To be honest I was enjoying time with him and to say that I had no romantic feelings for him was the most I could say.

In public we did the couple bullshit and in private we would laugh it off.

I also remembered the second day of us dating how we were caught by the boss himself in the lobby as I acted like the surprised girlfriend when he brought for me food and the least I could do was peck him on the lips.

Talk about laser eyes.

I almost rolled on the floor laughing when a fuming Josiah appeared in our way and gave us a whole lecture stating how relationships between colleagues was a restriction in this building.

I know

How ironic.

We nodded our heads and replied with yes Sir so that he would get off our asses.

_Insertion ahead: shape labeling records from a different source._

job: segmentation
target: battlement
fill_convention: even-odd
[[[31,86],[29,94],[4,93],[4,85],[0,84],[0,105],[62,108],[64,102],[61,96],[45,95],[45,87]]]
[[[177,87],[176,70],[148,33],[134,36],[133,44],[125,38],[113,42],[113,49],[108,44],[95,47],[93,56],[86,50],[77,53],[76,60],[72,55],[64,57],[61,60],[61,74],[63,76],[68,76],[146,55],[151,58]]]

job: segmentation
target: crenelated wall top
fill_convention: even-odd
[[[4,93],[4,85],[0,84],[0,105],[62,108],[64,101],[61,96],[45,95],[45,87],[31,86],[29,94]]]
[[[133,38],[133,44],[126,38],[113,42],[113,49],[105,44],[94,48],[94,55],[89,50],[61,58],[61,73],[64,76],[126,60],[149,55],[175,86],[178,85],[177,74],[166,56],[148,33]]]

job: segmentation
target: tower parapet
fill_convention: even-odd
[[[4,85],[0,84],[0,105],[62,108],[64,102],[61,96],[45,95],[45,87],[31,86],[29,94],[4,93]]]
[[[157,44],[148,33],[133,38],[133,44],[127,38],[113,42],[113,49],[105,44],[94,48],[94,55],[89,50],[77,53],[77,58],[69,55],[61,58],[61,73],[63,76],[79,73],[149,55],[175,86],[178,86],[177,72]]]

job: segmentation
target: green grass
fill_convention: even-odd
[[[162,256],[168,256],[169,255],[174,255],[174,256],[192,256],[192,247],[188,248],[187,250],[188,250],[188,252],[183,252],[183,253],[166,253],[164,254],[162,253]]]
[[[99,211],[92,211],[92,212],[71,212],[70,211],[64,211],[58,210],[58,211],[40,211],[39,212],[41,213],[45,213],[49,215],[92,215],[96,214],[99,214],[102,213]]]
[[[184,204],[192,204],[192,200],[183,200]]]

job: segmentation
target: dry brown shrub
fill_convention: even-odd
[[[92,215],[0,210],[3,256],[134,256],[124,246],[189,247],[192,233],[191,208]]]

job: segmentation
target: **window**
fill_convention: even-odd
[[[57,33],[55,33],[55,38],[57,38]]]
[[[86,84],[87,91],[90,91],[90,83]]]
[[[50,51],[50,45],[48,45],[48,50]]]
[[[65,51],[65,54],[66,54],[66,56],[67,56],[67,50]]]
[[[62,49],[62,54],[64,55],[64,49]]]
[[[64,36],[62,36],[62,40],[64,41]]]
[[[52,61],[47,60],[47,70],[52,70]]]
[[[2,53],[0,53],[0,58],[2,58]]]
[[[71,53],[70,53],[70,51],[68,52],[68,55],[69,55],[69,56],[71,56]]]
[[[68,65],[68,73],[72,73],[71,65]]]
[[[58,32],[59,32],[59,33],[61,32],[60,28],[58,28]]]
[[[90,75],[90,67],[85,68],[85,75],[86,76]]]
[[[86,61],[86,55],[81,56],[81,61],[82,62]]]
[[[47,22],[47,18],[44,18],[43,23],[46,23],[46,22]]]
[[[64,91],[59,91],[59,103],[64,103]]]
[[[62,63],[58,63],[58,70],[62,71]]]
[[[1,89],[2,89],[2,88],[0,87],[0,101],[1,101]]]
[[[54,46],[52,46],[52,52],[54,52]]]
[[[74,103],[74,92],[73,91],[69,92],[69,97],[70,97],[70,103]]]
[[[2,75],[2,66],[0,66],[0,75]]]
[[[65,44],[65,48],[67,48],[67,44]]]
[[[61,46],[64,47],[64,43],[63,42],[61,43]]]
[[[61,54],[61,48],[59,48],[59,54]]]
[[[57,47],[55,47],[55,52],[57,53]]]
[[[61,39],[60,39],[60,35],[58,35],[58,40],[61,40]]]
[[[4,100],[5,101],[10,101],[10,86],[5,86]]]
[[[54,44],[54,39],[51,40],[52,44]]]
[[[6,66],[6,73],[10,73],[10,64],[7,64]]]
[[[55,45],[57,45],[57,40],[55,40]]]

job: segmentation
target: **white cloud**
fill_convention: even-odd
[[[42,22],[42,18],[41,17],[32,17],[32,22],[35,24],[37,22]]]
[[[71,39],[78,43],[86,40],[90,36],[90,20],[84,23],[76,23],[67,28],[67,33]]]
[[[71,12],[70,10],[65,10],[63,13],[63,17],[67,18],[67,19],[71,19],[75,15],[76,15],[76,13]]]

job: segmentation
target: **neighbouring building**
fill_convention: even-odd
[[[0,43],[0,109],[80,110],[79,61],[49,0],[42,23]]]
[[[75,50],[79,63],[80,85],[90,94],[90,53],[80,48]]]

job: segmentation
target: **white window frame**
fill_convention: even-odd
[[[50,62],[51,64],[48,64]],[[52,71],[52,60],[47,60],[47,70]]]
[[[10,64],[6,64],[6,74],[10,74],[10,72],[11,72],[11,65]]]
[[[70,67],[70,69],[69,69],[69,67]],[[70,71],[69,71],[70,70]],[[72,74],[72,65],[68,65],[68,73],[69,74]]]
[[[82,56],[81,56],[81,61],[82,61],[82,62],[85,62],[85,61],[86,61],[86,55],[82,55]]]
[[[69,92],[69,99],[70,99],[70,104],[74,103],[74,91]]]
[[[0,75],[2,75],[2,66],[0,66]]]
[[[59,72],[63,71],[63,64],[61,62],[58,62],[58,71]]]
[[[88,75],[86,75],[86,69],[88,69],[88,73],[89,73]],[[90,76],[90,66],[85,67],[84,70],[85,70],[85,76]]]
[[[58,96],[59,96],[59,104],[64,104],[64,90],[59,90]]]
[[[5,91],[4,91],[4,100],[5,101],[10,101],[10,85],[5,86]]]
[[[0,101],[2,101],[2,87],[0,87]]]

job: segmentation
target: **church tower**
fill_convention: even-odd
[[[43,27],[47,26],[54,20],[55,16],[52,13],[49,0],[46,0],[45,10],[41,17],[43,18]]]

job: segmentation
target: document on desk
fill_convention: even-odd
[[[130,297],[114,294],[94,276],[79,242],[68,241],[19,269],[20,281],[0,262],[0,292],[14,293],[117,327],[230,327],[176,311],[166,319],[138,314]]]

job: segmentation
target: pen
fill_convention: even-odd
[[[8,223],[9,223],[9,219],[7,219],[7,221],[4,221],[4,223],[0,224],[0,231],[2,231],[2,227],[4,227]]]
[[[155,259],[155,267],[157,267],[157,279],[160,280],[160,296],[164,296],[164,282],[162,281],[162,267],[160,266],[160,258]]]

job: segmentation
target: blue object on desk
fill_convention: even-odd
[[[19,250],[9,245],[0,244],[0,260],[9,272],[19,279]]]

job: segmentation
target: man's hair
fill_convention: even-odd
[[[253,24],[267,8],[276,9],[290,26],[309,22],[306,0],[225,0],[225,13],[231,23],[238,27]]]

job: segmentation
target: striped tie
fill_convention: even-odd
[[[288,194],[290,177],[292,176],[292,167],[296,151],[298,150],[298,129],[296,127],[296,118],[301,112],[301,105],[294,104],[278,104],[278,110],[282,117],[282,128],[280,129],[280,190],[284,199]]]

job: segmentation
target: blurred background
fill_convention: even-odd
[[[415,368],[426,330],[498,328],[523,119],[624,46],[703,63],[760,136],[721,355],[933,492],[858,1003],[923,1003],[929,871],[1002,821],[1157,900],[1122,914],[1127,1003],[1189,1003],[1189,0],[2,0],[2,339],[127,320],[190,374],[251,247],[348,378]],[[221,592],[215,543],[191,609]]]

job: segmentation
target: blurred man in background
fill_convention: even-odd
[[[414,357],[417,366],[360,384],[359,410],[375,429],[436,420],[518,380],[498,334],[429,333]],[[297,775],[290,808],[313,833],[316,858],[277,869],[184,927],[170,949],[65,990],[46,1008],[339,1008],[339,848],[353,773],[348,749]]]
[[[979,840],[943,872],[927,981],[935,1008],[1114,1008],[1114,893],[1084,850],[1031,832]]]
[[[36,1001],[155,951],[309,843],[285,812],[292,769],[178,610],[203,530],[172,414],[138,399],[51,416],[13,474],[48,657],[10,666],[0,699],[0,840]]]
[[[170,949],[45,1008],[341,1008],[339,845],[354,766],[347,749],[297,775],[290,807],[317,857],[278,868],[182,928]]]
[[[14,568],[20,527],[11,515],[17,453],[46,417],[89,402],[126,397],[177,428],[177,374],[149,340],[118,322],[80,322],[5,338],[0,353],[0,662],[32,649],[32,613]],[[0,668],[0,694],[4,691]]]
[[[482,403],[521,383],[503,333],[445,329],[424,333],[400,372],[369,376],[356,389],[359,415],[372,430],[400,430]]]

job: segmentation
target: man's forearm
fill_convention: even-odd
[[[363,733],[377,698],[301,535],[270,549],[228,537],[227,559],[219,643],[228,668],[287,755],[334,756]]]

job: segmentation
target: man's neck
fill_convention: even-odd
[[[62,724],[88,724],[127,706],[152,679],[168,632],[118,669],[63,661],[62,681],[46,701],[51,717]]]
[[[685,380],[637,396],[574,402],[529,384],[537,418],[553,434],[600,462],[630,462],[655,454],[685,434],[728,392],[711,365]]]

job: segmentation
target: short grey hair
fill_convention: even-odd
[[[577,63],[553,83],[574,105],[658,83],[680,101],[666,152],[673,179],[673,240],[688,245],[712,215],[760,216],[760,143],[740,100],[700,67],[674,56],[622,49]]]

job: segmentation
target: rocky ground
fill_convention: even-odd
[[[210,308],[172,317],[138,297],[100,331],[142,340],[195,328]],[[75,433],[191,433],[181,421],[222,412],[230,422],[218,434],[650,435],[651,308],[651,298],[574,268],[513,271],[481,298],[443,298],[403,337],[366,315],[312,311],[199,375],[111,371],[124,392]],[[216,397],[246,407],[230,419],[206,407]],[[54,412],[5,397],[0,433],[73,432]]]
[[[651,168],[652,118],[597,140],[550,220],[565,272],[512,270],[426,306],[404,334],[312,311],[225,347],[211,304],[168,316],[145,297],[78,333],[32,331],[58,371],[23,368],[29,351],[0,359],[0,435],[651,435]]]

From that time Josiah started suspecting that the person I was trying to make jealous was Josiah.

I mean I wouldn't blame him if he noticed because it was definetly him and it was going according to my plan.

My way.

My day dreaming ended when I sat infront of my computer and goodness did I feel great for starting my day after accomplishing a couple of things.

Another unexpected person paid me a visit during my lunch break which I so happened to spend in my office and that was exactly when I got the phone call from Malia.

My heart broke into pieces.

And when I cut the call with tears rolling down my eyes he became concerned.

I didnt know if I was allowed to sob with this man watching me but the self pity in me didnt allow my pride and ego to surface so I did sob.

I kept my head in my palms and sobbed.

I sobbed for the friend that I just lost.

I sobbed for Ciella's heart that would be shattered when she comes from that coma.

"What is wrong?" He immediately came to my side and held me as I sobbed.

"Please drive me to this hospital I'll answer all your questions later" I asked sniffing back the tears.

"Look you are his bestfriend alright tell him that I left early to go mourn and help arrange a funeral" I said standing up.

"Hold up I'm coming with you" he said behind me as he tried to catch up with my steps.

How could he be dead.

There were some things I couldn't understand.

The drive to the hospital was five minutes away but it seemed like it was longer.

It took forever in my head and when we reached there I came out of the car Before he could go park and speed walked to the floor she told me she was in.

"We just lost her and the baby" those were the words that echoed in the room when I stepped in there.

I felt all the strength leave my legs and if it wasnt for Jonathan behind me I would have ended up on the floor.